I have issues with the Fed, and FDIC, but because it is a govt backed monopoly, not because fractional reserve banking is inherently wrong. The bank is simply acting as a middle man between a lender(the depositor) and a borrower, and taking a cut. His cut is too high you say? Fine then open another bank with lower fees, oh wait u can't without Fed approval (now that is the crutch of the problem, not fractional reserve banking)
10-08-2008 , 12:58 AM
Quote:
Originally Posted by superleeds
It really doesn't. Just because you can't see or touch it all doesn't mean it's not real.
He didn't say it's "not real".
10-08-2008 , 01:04 AM
poker879,

You're right of course that fractional reserve banking is a separate but intricately issue, as the whole idea of the Fed is to enrich the banking cartel. But to nail down the thought, if I took the $100k under my mattress and lent it out, that would be an asset. If I then lent out another $900k that I didn't have, it would be a liability under any sane definition.
10-08-2008 , 02:33 AM
Quote:
Originally Posted by amplify
If I then lent out another $900k that I didn't have, it would be a liability under any sane definition.
so they're actually doing sane accounting at the big banks nowadays?
10-08-2008 , 08:17 AM
Quote:
The Fed sets a target for the federal funds rate and defends it by either withdrawing or injecting money according to the requirements of commercial banks. It injects by buying securities from the banks with freshly created checking deposits, or money. This injection increases the reserves commercial banks hold, allowing these banks to expand credit to businesses and consumers. The Fed withdraws money by selling securities to commercial banks and receiving money as payment, thereby reducing reserves and removing credit from the system.

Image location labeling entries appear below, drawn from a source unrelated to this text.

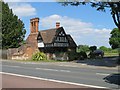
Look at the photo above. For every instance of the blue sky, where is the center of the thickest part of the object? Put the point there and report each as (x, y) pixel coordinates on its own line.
(86, 25)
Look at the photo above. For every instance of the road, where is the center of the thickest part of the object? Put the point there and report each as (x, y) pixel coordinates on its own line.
(92, 77)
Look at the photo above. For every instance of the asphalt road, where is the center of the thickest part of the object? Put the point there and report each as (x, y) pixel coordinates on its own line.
(73, 73)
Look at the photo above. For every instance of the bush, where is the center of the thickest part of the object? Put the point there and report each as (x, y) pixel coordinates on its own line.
(72, 55)
(77, 56)
(39, 56)
(82, 55)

K, I guess this is the part that im most interested in. Securities are just loans right? Are the securities that the fed sells different than the ones it buys? It seems like it would inject money by buying securities from the banks, but then wouldnt be able to sell more than it had bought. This would seem like the monetary base is never gonna go below its initial value before all this buying and selling started.

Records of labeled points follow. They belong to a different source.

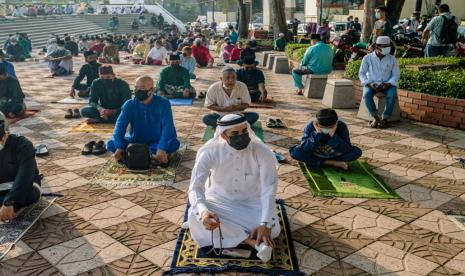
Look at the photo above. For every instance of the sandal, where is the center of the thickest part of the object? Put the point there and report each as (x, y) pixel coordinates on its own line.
(88, 148)
(99, 148)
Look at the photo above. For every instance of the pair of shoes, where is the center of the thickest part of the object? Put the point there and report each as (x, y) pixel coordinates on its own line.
(73, 114)
(96, 148)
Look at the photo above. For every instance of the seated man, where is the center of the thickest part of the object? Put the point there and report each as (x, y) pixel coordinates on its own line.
(174, 80)
(10, 69)
(379, 73)
(14, 51)
(20, 179)
(88, 71)
(242, 208)
(228, 96)
(60, 61)
(107, 96)
(151, 122)
(110, 53)
(326, 142)
(253, 78)
(11, 95)
(318, 60)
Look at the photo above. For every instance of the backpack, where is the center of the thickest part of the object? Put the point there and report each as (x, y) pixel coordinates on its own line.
(449, 32)
(138, 157)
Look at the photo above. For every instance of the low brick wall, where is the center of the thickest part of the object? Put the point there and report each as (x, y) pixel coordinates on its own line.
(426, 108)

Also, When the Fed buys securities the money it buys them with is created out of nothing right? Either on a computer or with the printing press.
10-08-2008 , 09:41 AM
Quote:
Originally Posted by amplify
poker879,

You're right of course that fractional reserve banking is a separate but intricately issue, as the whole idea of the Fed is to enrich the banking cartel. But to nail down the thought, if I took the $100k under my mattress and lent it out, that would be an asset. If I then lent out another $900k that I didn't have, it would be a liability under any sane definition.
No it would be a crime. If on the other hand you could convince someone who did have 900K to guarantee that you are good for the loan should it go sour (i.e they will honor the loan) you'd be a bank. And when the loan is repayed (either by the borrower or by your guarantor) you have the same 100K under the mattress. Banks just complicate it with interest. Bastards.
10-08-2008 , 11:51 AM
Quote:
Originally Posted by superleeds
It really doesn't. Just because you can't see or touch it all doesn't mean it's not real.
So? That has nothing to do with the fact that the Fed creates money by mere bookkeeping entries.
10-08-2008 , 11:53 AM
Quote:
Originally Posted by superleeds
No it would be a crime. If on the other hand you could convince someone who did have 900K to guarantee that you are good for the loan should it go sour (i.e they will honor the loan) you'd be a bank. And when the loan is repayed (either by the borrower or by your guarantor) you have the same 100K under the mattress. Banks just complicate it with interest. Bastards.
There's your problem. The institution making the guarantee does not, in fact, have the money. They only promise to make the debt good by either borrowing the money to cover it, or, if they cannot secure such a loan, by creating it ex nihilo.